Pourquoi aller au concert de… Codes d’accès

Mario Gauthier
Jeudi 20 octobre 2011

Un code d’accès, on le sait, sert à plusieurs choses, mais très spécifiquement à entrer ou sortir de quelque part.

Or, ce qui est intéressant avec l’organisme dont je vous entretiens aujourd’hui, c’est qu’on peut dire qu’ils ont de la suite dans les idées.

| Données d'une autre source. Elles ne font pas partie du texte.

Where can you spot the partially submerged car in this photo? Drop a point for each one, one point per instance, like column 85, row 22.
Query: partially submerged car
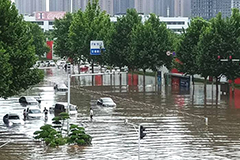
column 61, row 87
column 12, row 119
column 106, row 102
column 62, row 107
column 33, row 112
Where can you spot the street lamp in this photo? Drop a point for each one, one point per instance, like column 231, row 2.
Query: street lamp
column 69, row 80
column 140, row 133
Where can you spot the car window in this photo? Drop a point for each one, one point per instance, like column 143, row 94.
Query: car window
column 107, row 100
column 34, row 111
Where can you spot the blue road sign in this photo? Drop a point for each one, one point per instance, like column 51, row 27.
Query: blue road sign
column 95, row 52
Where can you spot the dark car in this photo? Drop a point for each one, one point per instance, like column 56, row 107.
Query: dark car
column 28, row 100
column 106, row 102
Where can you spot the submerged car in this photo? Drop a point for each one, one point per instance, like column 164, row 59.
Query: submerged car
column 61, row 87
column 62, row 107
column 33, row 112
column 106, row 102
column 28, row 100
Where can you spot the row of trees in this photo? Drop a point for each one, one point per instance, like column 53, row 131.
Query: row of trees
column 128, row 42
column 204, row 41
column 20, row 42
column 144, row 45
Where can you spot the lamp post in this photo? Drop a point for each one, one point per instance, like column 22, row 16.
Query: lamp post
column 139, row 134
column 69, row 80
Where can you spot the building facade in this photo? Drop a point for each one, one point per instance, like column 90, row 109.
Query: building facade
column 30, row 6
column 182, row 8
column 165, row 8
column 210, row 8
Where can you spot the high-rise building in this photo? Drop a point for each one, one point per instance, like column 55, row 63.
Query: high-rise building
column 60, row 5
column 235, row 4
column 182, row 8
column 210, row 8
column 107, row 5
column 30, row 6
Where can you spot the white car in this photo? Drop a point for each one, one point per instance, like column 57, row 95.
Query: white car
column 106, row 102
column 34, row 112
column 12, row 119
column 62, row 107
column 61, row 87
column 28, row 100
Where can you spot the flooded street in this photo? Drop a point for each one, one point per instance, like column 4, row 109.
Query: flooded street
column 175, row 121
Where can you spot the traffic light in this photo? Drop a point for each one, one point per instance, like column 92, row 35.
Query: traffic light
column 141, row 132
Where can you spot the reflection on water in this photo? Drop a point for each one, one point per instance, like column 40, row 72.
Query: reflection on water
column 173, row 117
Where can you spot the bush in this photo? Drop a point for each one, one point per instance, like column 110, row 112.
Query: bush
column 53, row 138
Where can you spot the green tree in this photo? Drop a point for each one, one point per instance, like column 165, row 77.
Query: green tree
column 17, row 52
column 39, row 40
column 92, row 24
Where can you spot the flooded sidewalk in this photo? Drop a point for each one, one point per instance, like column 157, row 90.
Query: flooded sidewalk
column 174, row 121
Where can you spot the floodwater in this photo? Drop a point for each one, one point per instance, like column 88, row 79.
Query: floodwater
column 180, row 124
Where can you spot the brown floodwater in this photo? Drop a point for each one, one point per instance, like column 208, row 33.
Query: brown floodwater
column 175, row 121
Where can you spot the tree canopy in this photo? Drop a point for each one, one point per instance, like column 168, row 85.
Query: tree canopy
column 17, row 52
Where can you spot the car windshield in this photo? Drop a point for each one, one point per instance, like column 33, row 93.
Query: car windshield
column 33, row 103
column 71, row 108
column 34, row 111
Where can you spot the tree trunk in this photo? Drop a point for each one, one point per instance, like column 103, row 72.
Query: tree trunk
column 120, row 82
column 193, row 80
column 217, row 90
column 205, row 91
column 92, row 72
column 144, row 82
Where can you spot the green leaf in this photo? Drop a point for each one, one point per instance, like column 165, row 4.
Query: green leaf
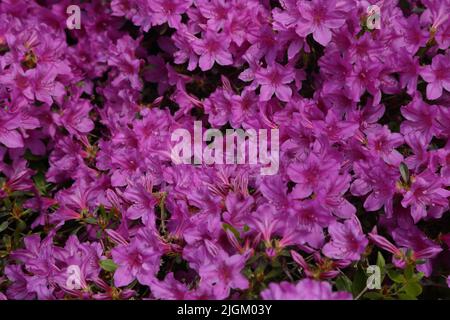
column 359, row 282
column 396, row 276
column 3, row 226
column 227, row 226
column 404, row 171
column 409, row 272
column 413, row 289
column 343, row 283
column 21, row 225
column 90, row 220
column 373, row 295
column 404, row 296
column 380, row 260
column 108, row 265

Leur nom — Code d’accès — décrit très exactement le rôle qu’ils se sont donné, il y a 27 ans cette année: être un endroit où l’on entre, où l’on apprend son métier, ou plus exactement, où l’on comprend qu’il ne sera pas facile, mais fascinant d’être un compositeur ou un interprète de musique nouvelle, et d’où l’on sort, doté d’une expérience qui, selon les uns et les autres, leur permettra de s’être donné une formation de base permettant d’évoluer dans le milieu — ce qui n’est pas une sinécure — ou d’avoir tout simplement compris que ce ne sera pas leur tasse de thé. Le tout est fait, on l’aura compris, de façon tout à fait professionnelle et rigoureuse.

Il y a quelque chose d’autre aussi: un code ne permet pas que d’entrer et de sortir, il donne accès…

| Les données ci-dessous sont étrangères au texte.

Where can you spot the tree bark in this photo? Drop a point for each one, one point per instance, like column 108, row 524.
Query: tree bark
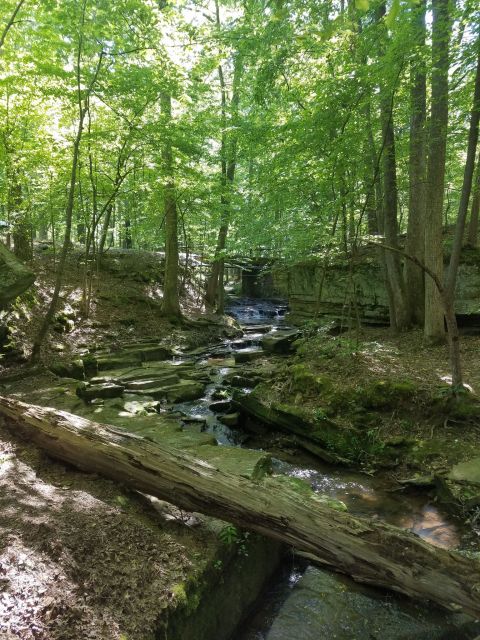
column 215, row 294
column 472, row 239
column 466, row 186
column 171, row 301
column 368, row 550
column 441, row 28
column 82, row 111
column 10, row 23
column 415, row 243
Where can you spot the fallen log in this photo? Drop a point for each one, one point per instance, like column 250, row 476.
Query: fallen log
column 369, row 551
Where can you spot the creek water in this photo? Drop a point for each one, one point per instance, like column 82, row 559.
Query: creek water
column 364, row 495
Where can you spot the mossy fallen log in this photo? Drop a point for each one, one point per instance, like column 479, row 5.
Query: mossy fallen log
column 369, row 551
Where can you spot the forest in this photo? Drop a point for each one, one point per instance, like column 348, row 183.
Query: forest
column 239, row 319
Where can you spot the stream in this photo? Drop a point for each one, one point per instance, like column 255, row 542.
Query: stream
column 364, row 495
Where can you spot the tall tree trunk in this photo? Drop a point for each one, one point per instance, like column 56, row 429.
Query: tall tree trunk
column 10, row 23
column 441, row 28
column 415, row 244
column 467, row 184
column 215, row 294
column 82, row 112
column 400, row 319
column 472, row 239
column 399, row 313
column 170, row 302
column 21, row 227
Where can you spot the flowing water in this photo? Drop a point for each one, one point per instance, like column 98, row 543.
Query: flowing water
column 363, row 495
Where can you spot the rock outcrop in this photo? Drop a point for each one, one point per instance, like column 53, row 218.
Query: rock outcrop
column 15, row 277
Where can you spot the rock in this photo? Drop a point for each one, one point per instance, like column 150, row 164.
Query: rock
column 220, row 406
column 181, row 391
column 140, row 385
column 233, row 379
column 106, row 390
column 280, row 341
column 74, row 369
column 468, row 471
column 230, row 419
column 15, row 277
column 320, row 438
column 247, row 355
column 332, row 607
column 118, row 360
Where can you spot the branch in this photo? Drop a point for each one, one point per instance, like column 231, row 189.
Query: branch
column 10, row 23
column 419, row 263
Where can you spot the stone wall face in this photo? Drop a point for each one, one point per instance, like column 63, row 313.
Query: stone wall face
column 357, row 291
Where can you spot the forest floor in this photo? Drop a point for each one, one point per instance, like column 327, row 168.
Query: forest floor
column 82, row 558
column 392, row 392
column 125, row 306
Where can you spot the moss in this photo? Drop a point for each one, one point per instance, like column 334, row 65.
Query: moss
column 305, row 381
column 382, row 394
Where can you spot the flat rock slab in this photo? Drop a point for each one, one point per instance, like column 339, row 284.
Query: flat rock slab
column 325, row 606
column 468, row 471
column 105, row 390
column 145, row 384
column 15, row 277
column 248, row 355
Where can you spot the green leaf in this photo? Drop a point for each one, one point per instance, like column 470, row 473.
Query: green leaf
column 362, row 5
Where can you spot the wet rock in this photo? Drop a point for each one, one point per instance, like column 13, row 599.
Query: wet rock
column 220, row 406
column 280, row 341
column 320, row 438
column 332, row 607
column 74, row 369
column 230, row 419
column 180, row 391
column 106, row 390
column 141, row 385
column 247, row 355
column 118, row 361
column 468, row 471
column 234, row 379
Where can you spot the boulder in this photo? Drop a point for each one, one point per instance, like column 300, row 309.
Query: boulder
column 180, row 391
column 230, row 419
column 15, row 277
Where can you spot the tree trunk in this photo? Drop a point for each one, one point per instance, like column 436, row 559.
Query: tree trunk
column 82, row 112
column 441, row 28
column 399, row 319
column 415, row 244
column 170, row 302
column 474, row 214
column 466, row 186
column 215, row 293
column 368, row 550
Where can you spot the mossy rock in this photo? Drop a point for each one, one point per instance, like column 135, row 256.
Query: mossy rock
column 382, row 394
column 305, row 381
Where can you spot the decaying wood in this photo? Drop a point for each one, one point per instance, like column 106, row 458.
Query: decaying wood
column 369, row 551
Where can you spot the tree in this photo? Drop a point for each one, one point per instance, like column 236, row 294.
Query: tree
column 171, row 301
column 441, row 29
column 415, row 244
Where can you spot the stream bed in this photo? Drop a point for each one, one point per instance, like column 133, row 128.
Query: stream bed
column 306, row 602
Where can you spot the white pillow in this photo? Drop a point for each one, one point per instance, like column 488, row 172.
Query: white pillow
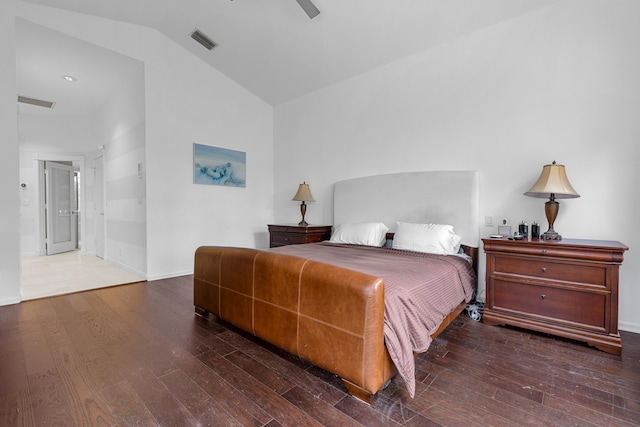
column 430, row 238
column 364, row 233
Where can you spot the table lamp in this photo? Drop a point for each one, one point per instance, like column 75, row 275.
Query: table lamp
column 554, row 184
column 303, row 195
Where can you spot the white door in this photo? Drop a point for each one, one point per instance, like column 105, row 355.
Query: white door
column 60, row 209
column 99, row 206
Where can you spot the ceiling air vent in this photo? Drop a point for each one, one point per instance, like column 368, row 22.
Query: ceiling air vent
column 34, row 101
column 205, row 41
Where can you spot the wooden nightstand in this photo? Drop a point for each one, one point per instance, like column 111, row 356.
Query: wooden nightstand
column 292, row 234
column 567, row 288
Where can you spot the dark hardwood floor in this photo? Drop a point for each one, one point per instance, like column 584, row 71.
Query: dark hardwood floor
column 137, row 355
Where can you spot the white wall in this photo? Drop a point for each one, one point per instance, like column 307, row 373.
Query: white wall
column 9, row 183
column 122, row 134
column 558, row 84
column 185, row 102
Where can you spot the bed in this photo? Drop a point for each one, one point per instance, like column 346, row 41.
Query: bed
column 326, row 302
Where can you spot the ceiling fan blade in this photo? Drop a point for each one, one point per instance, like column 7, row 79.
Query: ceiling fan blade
column 310, row 9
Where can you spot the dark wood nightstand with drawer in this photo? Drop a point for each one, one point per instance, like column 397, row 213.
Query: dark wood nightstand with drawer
column 567, row 288
column 293, row 234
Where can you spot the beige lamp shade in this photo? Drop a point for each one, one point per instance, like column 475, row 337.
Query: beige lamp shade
column 553, row 180
column 303, row 194
column 554, row 184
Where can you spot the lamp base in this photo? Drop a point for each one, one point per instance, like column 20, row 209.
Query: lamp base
column 550, row 235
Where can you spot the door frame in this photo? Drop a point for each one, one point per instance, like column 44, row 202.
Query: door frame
column 60, row 196
column 39, row 160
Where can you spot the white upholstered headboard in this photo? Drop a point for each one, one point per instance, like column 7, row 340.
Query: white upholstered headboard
column 439, row 197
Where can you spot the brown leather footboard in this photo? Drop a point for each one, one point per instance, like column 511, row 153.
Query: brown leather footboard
column 327, row 315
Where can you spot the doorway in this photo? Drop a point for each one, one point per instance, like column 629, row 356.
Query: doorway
column 60, row 207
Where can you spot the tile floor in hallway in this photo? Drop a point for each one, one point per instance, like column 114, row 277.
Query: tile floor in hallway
column 68, row 272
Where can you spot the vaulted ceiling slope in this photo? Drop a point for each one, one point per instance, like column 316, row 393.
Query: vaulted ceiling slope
column 274, row 50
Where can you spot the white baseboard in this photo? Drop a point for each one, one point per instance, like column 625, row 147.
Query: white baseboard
column 143, row 276
column 629, row 327
column 10, row 301
column 169, row 275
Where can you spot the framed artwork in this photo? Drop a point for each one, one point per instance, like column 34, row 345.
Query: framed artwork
column 219, row 166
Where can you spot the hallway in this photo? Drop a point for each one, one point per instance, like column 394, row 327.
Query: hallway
column 68, row 272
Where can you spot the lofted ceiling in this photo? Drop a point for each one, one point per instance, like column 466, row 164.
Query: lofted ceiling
column 271, row 47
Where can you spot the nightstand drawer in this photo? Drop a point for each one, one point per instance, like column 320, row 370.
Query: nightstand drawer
column 585, row 308
column 289, row 234
column 288, row 239
column 546, row 269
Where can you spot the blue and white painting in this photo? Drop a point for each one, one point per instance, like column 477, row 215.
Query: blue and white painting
column 219, row 166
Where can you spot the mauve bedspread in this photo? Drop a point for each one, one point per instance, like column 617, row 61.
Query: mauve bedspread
column 420, row 290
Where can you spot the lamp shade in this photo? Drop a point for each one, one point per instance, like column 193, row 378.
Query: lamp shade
column 303, row 194
column 553, row 180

À quoi? Me demanderez-vous? Dans ce cas-ci: à la relève en musique nouvelle. Car cette société, initialement fondée sous un nom pas mal moins «passe-partout» (La Société de concerts alternatifs du Québec — la SCAQ) a toujours eu comme seul et unique objectif de soutenir la relève.

Et comment parler de musique nouvelle s’il n’y a pas de relève quelque part?

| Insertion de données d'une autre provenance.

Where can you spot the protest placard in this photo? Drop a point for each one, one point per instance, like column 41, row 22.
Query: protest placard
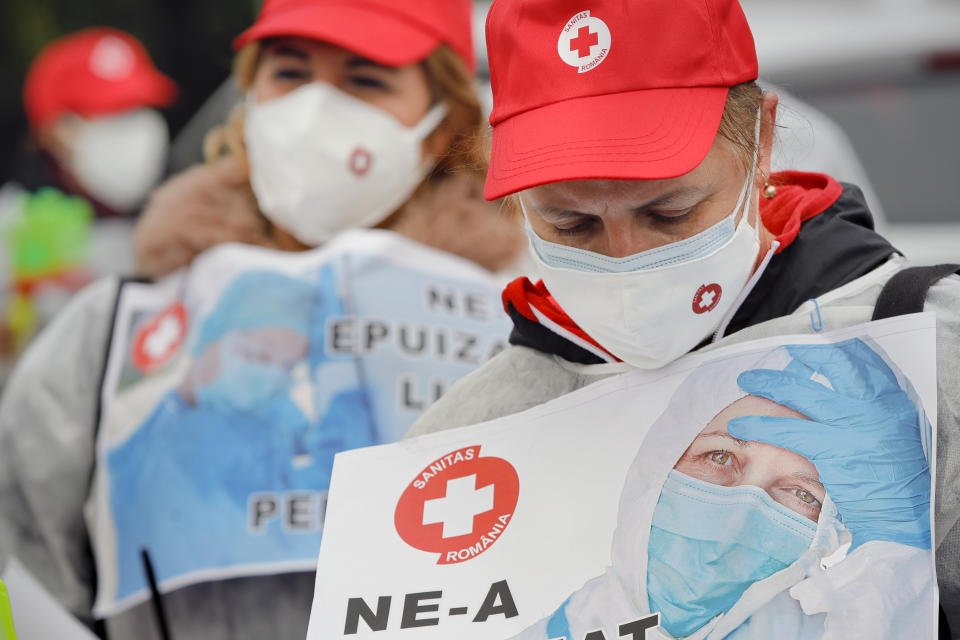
column 778, row 488
column 229, row 388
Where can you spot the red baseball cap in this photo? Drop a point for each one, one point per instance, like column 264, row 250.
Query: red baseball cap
column 93, row 72
column 392, row 32
column 608, row 89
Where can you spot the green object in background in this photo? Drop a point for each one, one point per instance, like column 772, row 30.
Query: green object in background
column 51, row 236
column 7, row 632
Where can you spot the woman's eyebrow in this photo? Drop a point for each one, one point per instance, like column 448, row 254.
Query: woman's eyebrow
column 289, row 51
column 684, row 194
column 358, row 62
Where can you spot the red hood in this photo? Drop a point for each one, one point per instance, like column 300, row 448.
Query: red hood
column 800, row 196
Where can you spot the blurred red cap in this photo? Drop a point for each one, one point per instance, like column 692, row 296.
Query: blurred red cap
column 607, row 89
column 93, row 72
column 392, row 32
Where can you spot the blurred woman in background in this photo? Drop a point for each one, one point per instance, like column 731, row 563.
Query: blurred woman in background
column 285, row 172
column 356, row 116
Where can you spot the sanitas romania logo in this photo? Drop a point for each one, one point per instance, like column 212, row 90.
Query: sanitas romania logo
column 459, row 505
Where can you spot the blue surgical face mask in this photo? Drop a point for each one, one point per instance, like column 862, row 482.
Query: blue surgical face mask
column 687, row 250
column 708, row 543
column 243, row 385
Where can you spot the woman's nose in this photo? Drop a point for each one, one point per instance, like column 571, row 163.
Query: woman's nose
column 623, row 238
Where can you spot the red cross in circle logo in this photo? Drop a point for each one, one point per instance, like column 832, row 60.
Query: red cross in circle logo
column 584, row 41
column 459, row 505
column 360, row 161
column 707, row 298
column 158, row 340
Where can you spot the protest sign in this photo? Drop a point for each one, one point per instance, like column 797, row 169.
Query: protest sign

Codes d’accès, ça existe donc pour ça et par ça: la relève en musique nouvelle. Et c’est à découvrir parce c’est là que réside le futur, c’est-à-dire entre les mains des plus jeunes, dirait peut-être Claude Vivier: ceux qui feront de demain ce qu’il sera. C’est donc une proposition de découverte tous azimuts. Parfois, ça se passe via le répertoire, parfois pas, mais toujours via les interprètes, qui, eux, ne proposent pas forcément du répertoire nouveau — et parfois oui et… (oups: je m’embrouille, là!).

Ce sera le cas de ce concert que je trouve fort ingénieusement agencé. Au programme, des classiques de la musique nouvelles d’ailleurs: Béla Bartók, George Crumb et… une création de George Dimitrov. Le tout sera interprété par un tout nouveau quatuor montréalais dédié au répertoire pour deux pianos et percussions, formé des pianistes Jean-Fabien Schneider et Irina Krosnyanskaya ainsi que des percussionnistes Corinne René et Julien Compagne.

Comment? Vous ne les connaissez pas?

C’est normal, je vous l’ai dit. Ça prend le code d’accès, le mot de passe, si on veut.

Pour ce concert, je dirais à vue de nez que c’est: «relève en musique nouvelle».